Gaz : flambée de plus de 50 % en Europe après l’arrêt du GNL qatari
© NurPhoto Source: Gettyimages.ruL’Iran a attaqué deux sites de traitement de gaz du Qatar, causant une suspension de la production de gaz naturel par QatarEnergy. Cette décision a fortement fait grimper les prix du gaz européen, en plus d’un net recul des Bourses en Europe et aux États-Unis, sur fond d’opération militaire israélo-américaine.
Les prix du gaz en Europe ont bondi de plus de 50 % après l’annonce par QatarEnergy de la suspension de sa production de gaz naturel liquéfié (GNL), consécutive à des attaques iraniennes visant deux sites stratégiques au Qatar. Les marchés financiers ont également décroché, dans un contexte d’escalade militaire au Moyen-Orient.
QatarEnergy a confirmé l’arrêt de ses installations situées à Ras Laffan et Mesaieed « en raison des attaques militaires » ayant touché ses infrastructures. Selon le ministère qatari de la Défense, deux drones ont visé une centrale électrique et un complexe de traitement du gaz.
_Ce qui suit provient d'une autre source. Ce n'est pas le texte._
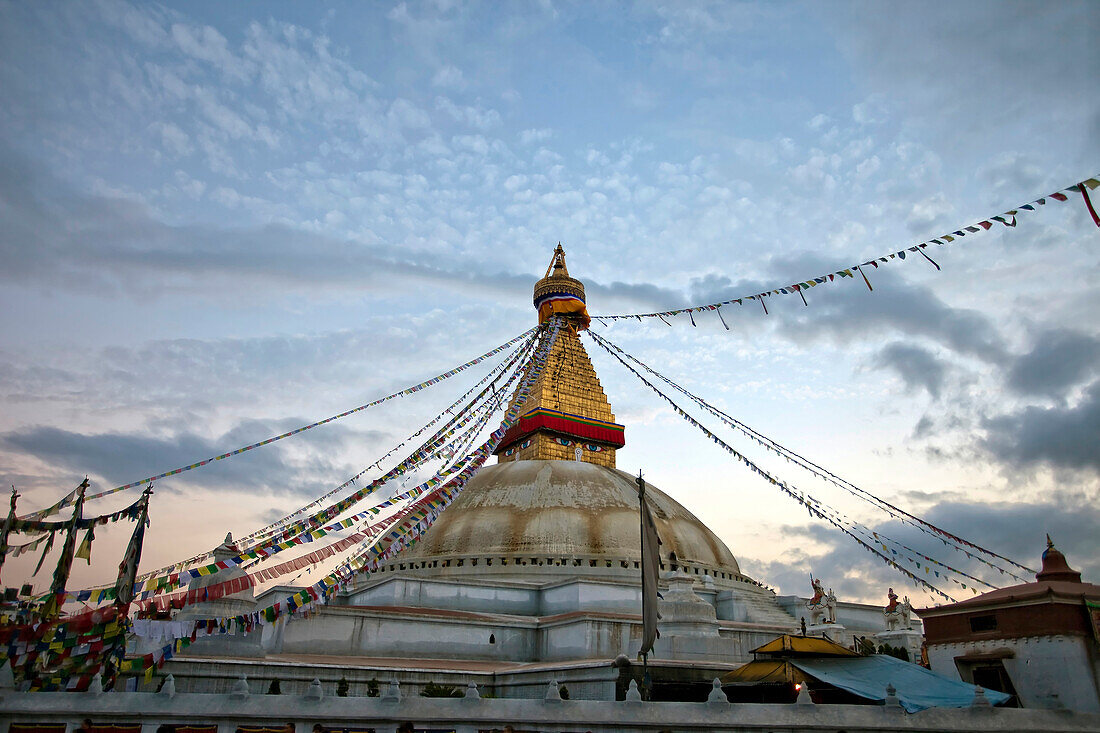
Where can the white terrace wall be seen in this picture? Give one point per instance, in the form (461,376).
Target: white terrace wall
(471,714)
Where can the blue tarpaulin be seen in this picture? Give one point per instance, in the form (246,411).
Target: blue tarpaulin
(917,688)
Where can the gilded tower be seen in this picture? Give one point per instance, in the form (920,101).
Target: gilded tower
(567,416)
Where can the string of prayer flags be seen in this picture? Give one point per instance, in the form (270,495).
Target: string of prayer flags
(1005,218)
(825,474)
(264,535)
(67,501)
(309,529)
(502,368)
(406,534)
(782,485)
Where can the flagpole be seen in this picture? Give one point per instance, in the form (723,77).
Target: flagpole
(53,605)
(650,570)
(7,526)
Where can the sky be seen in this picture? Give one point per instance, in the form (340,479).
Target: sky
(220,221)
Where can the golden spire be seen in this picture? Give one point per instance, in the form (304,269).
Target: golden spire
(567,415)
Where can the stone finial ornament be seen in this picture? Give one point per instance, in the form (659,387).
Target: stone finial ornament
(716,693)
(804,698)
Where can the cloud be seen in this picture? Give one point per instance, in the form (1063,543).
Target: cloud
(1013,529)
(846,308)
(118,458)
(977,84)
(917,367)
(54,234)
(1059,360)
(449,77)
(1059,437)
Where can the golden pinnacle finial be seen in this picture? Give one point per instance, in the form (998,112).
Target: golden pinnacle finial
(558,262)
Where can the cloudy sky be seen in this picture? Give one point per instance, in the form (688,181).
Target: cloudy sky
(219,222)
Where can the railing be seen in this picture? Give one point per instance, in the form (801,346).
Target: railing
(473,713)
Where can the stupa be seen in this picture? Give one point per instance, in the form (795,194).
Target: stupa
(532,573)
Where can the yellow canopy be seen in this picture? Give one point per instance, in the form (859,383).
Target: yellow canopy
(788,645)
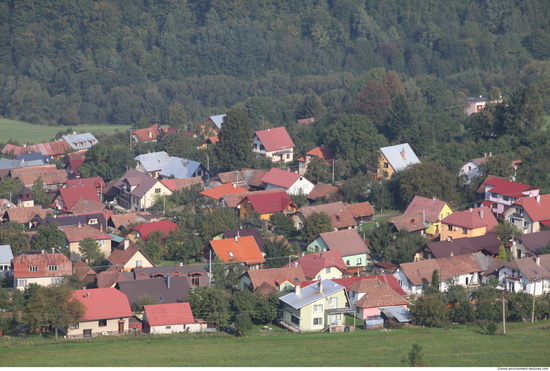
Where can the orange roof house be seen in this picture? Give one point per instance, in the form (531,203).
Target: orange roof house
(237,249)
(468,223)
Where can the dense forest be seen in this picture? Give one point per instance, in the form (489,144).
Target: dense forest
(372,73)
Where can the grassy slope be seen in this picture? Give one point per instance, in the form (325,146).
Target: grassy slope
(25,132)
(524,345)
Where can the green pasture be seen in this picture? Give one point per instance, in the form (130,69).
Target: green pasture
(28,133)
(524,345)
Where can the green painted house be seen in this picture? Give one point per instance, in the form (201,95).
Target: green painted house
(316,306)
(351,246)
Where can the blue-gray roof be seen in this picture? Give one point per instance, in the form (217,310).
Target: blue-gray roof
(6,254)
(218,120)
(153,161)
(400,156)
(87,139)
(180,168)
(310,294)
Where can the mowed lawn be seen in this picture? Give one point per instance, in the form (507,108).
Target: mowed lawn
(24,132)
(524,345)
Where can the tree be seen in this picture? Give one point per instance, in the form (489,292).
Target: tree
(53,305)
(234,149)
(318,170)
(315,224)
(506,231)
(281,224)
(430,311)
(429,180)
(373,101)
(50,237)
(211,304)
(276,248)
(90,252)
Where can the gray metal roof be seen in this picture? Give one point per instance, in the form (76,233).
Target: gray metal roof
(6,254)
(88,139)
(397,159)
(218,120)
(153,161)
(311,294)
(399,313)
(181,168)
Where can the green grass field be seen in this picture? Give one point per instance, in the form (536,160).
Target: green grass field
(524,345)
(24,132)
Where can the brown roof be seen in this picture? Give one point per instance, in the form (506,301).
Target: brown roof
(83,205)
(123,219)
(120,257)
(420,272)
(337,211)
(411,222)
(26,214)
(232,200)
(347,241)
(259,276)
(322,190)
(82,270)
(109,277)
(360,210)
(377,294)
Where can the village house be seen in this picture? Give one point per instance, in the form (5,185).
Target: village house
(394,159)
(107,313)
(43,267)
(275,144)
(321,152)
(292,183)
(468,223)
(138,191)
(529,213)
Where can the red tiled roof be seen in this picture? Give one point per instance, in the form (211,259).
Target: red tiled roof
(472,219)
(164,225)
(281,178)
(275,139)
(169,314)
(148,134)
(103,303)
(507,188)
(218,192)
(433,207)
(270,202)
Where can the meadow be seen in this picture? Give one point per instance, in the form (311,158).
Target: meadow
(524,345)
(28,133)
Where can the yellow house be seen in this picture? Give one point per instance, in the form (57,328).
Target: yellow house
(468,223)
(394,159)
(267,204)
(434,212)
La suspension de la production intervient alors que le trafic maritime dans le détroit d’Ormuz est fortement perturbé. Près d’un cinquième des exportations mondiales de GNL transitent par cette voie stratégique. Une interruption prolongée pourrait désorganiser l’approvisionnement énergétique mondial.
Explosion des prix du gaz
Vers 12 h 55 GMT, le contrat à terme du TTF néerlandais — référence européenne — progressait de plus de 48 % à 47,320 euros le MWh, après avoir culminé à 47,7 euros (+52 %), son niveau le plus élevé depuis février 2025. Ces prix restent toutefois éloignés des sommets de 2022, lorsque les cours avaient dépassé 300 euros.
Selon Bloomberg, citant Goldman Sachs, les prix pourraient encore bondir de 130 % si le détroit d’Ormuz était bloqué pendant un mois.
Les Bourses reculent
Les Bourses européennes ont reculé : Paris (-2,36 %), Francfort (-2,29 %) et Londres (-0,93 %). À Wall Street, les indices perdaient plus de 1 % à l’ouverture.
Le Qatar figure, avec les États-Unis, l’Australie et la Russie, parmi les principaux producteurs mondiaux de GNL. Il partage avec l’Iran le gigantesque gisement offshore North Field, qui représenterait près de 10 % des réserves mondiales connues.